Like many who watch developments in transportation, urban design, and particularly the areas where they overlap, I’ve been following the self-driving story. Here are a few of my thoughts.
First, let me say from the start that I’m in favor of ANYTHING that makes our roads less deadly to the vulnerable user, whether on foot or on bike. However, I think that waiting for the autonomous car will mean many more will be sacrificed in the name of transportation. What we should be doing right now is redesigning our transportation infrastructure and promoting alternatives to personal motor vehicle traffic.
Currently, many of our roadways are overdesigned for the speed limits posted. In fact, that speed limit is adjusted up or down based on how fast 85% of the drivers are going, regardless of that posted speed. So when we make the road wider and straighter in the interests of “safety,” we are in effect giving the motoring citizen the privilege of resetting that speed limit. Sure the road is now marginally safer for those encased in a metal box, but for vulnerable users it just became exponentially more dangerous. Furthermore, by enhancing the perception that the road is now faster, we encourage more drivers to take it, moving rapidly toward congestion once more. Each time this cycle plays out, we take away from the vulnerable citizen who chooses to walk or pedal to her/his destination.

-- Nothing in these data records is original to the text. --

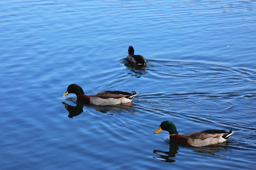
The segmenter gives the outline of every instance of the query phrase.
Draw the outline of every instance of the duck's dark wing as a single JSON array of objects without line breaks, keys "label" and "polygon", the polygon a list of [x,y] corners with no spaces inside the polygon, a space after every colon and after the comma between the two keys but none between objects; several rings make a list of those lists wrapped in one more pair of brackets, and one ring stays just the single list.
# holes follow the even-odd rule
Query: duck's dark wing
[{"label": "duck's dark wing", "polygon": [[98,93],[95,94],[93,97],[100,97],[102,99],[108,99],[110,98],[120,99],[124,97],[130,96],[132,95],[133,94],[132,94],[125,92],[119,91],[105,91]]},{"label": "duck's dark wing", "polygon": [[229,134],[223,130],[210,129],[203,131],[193,132],[190,134],[184,135],[184,136],[192,139],[204,140],[210,137],[219,137],[222,136],[226,136],[229,135]]},{"label": "duck's dark wing", "polygon": [[136,64],[136,60],[134,59],[133,56],[129,55],[127,56],[126,57],[126,60],[128,62],[128,63],[131,64],[132,65]]},{"label": "duck's dark wing", "polygon": [[145,64],[146,63],[144,57],[141,55],[135,55],[133,56],[134,60],[136,61],[137,64]]}]

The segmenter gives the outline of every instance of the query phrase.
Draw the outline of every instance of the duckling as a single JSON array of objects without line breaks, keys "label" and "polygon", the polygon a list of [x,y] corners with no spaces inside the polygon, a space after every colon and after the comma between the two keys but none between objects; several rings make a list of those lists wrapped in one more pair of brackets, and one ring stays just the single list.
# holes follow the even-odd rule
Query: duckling
[{"label": "duckling", "polygon": [[138,94],[133,91],[132,94],[119,91],[104,91],[96,94],[86,95],[79,85],[72,84],[68,86],[67,91],[62,96],[69,94],[76,95],[77,100],[84,104],[91,104],[100,106],[118,104],[130,104],[129,103]]},{"label": "duckling", "polygon": [[223,142],[234,133],[232,132],[232,129],[228,133],[223,130],[210,129],[187,135],[180,135],[177,132],[177,129],[174,123],[170,121],[162,122],[159,128],[154,134],[157,134],[162,130],[169,132],[170,139],[173,142],[194,146],[203,146]]},{"label": "duckling", "polygon": [[145,58],[141,55],[134,55],[134,49],[131,46],[129,47],[128,54],[129,55],[125,60],[126,66],[142,69],[146,68],[146,61]]}]

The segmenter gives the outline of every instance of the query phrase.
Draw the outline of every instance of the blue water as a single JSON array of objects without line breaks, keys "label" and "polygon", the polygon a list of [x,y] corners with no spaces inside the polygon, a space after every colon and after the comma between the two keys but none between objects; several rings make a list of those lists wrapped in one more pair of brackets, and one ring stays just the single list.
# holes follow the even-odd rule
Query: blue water
[{"label": "blue water", "polygon": [[[0,9],[1,170],[254,170],[256,1],[14,0]],[[130,45],[146,70],[124,66]],[[77,105],[62,97],[73,83],[88,94],[139,93],[131,106]],[[154,134],[166,120],[182,134],[235,133],[184,146]]]}]

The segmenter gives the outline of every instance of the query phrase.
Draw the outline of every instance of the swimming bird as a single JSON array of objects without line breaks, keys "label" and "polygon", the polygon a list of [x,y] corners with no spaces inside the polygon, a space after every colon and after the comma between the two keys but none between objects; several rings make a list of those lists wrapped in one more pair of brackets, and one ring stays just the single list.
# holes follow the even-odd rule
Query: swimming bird
[{"label": "swimming bird", "polygon": [[[104,91],[96,94],[86,95],[79,85],[72,84],[68,86],[67,91],[62,96],[69,94],[76,95],[77,100],[84,104],[92,104],[104,106],[117,104],[130,104],[129,103],[138,94],[133,91],[132,94],[119,91]],[[127,103],[127,104],[125,104]]]},{"label": "swimming bird", "polygon": [[187,135],[180,135],[174,123],[170,121],[162,122],[159,128],[155,132],[157,134],[162,130],[170,133],[170,139],[180,144],[187,144],[194,146],[203,146],[217,144],[226,141],[234,132],[230,129],[228,133],[222,130],[206,130],[192,133]]},{"label": "swimming bird", "polygon": [[141,55],[134,55],[134,49],[129,46],[128,49],[129,55],[126,57],[125,65],[135,68],[145,69],[146,63],[145,58]]}]

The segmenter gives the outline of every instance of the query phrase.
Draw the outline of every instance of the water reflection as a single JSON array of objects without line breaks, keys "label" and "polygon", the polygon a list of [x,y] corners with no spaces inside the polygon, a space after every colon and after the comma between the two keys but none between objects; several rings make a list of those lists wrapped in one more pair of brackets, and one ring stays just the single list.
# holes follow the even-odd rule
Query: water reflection
[{"label": "water reflection", "polygon": [[75,106],[68,105],[64,102],[63,102],[62,104],[65,106],[65,108],[68,111],[69,114],[68,117],[69,118],[78,116],[83,111],[82,110],[83,105],[80,102],[77,102]]},{"label": "water reflection", "polygon": [[[91,108],[92,108],[94,110],[99,111],[103,113],[107,113],[108,112],[116,112],[117,113],[121,113],[122,111],[127,111],[131,113],[135,113],[136,111],[130,110],[133,109],[133,107],[131,107],[130,106],[123,105],[121,104],[119,104],[117,105],[109,105],[109,106],[97,106],[93,105],[84,105],[81,102],[76,101],[74,102],[76,104],[75,106],[73,106],[67,104],[64,102],[63,102],[62,104],[65,106],[65,108],[69,112],[69,115],[68,117],[69,118],[73,118],[75,116],[79,115],[82,113],[83,111],[87,112],[90,113],[88,111],[84,110],[83,107],[85,106],[87,108],[88,110],[90,110]],[[107,114],[108,115],[113,116],[114,114],[112,113]]]},{"label": "water reflection", "polygon": [[166,162],[174,162],[176,161],[170,158],[175,157],[175,154],[178,153],[179,150],[178,144],[172,142],[170,142],[169,151],[161,151],[158,150],[154,150],[153,153],[158,155],[159,156],[153,156],[153,158],[159,161],[164,161]]},{"label": "water reflection", "polygon": [[135,76],[136,78],[140,78],[141,77],[141,75],[145,75],[145,73],[136,71],[134,70],[130,70],[131,71],[132,71],[134,73],[128,73],[127,74],[131,75],[131,76]]},{"label": "water reflection", "polygon": [[[176,162],[175,160],[171,158],[176,157],[175,154],[178,153],[179,144],[172,141],[170,141],[169,143],[170,147],[169,151],[162,151],[155,149],[154,150],[153,153],[158,155],[158,156],[154,156],[153,158],[166,162]],[[210,145],[203,147],[195,147],[187,145],[180,144],[180,147],[185,147],[192,150],[193,152],[198,153],[226,158],[226,156],[218,155],[216,153],[223,150],[230,149],[228,149],[227,147],[227,143],[228,143],[229,142],[227,141],[222,144],[219,144],[218,145]]]}]

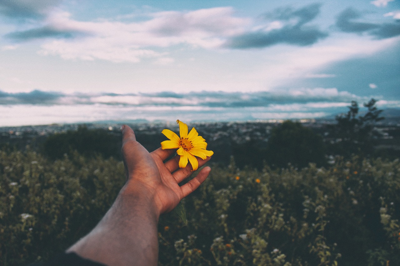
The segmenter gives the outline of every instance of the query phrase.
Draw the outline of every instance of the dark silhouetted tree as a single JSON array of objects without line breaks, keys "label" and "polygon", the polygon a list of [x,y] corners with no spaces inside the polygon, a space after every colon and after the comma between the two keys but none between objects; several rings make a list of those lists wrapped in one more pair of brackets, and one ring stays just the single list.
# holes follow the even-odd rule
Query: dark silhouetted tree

And what of that final destination? Here in the US, the motoring public has acquired the right to free (or highly subsidized) storage of their metal box, we design and legislate parking requirements. Never mind that for 60 – 80% of the day, those spots stand vacant, waiting for someone to fill the lot. Not a very sustainable use of space in a growing city.
Now I’m sure that some motorist reading this blog will come out with the tired, old “bikes don’t pay road taxes, so they shouldn’t be on the roads” theme. While it is true that we don’t burn fossil fuels and thereby pay gas (I.e., road) taxes, most of us do own cars that we drive from time to time so we DO pay gas taxes. Furthermore, it’s a myth that the gas taxes pay for the roads; if they did, we’d all be traveling on scraped dirt. No, the bulk of road money comes from income taxes, property taxes, sales taxes and all the other little dings that the various levels of government put into our disposable income. I would further suggest that riding our bikes helps to keep overall health costs lower, saving you (or your employer) a few bucks on health insurance and doctor visits. And that subsidized storage of your vehicle mentioned above? Twelve to fifteen bicycles can fit in the same space as your SUV land yacht. I suggest, therefore, that even without the gas tax, riding a bicycle is a fiscal plus to society as a whole (and yes, to me as an individual.)
So bring on your autonomous vehicles. Just make sure they’re equipped with robotic arms so that they can flip off cyclists who will still be on the road. Wouldn’t want to lose that privilege, now would we?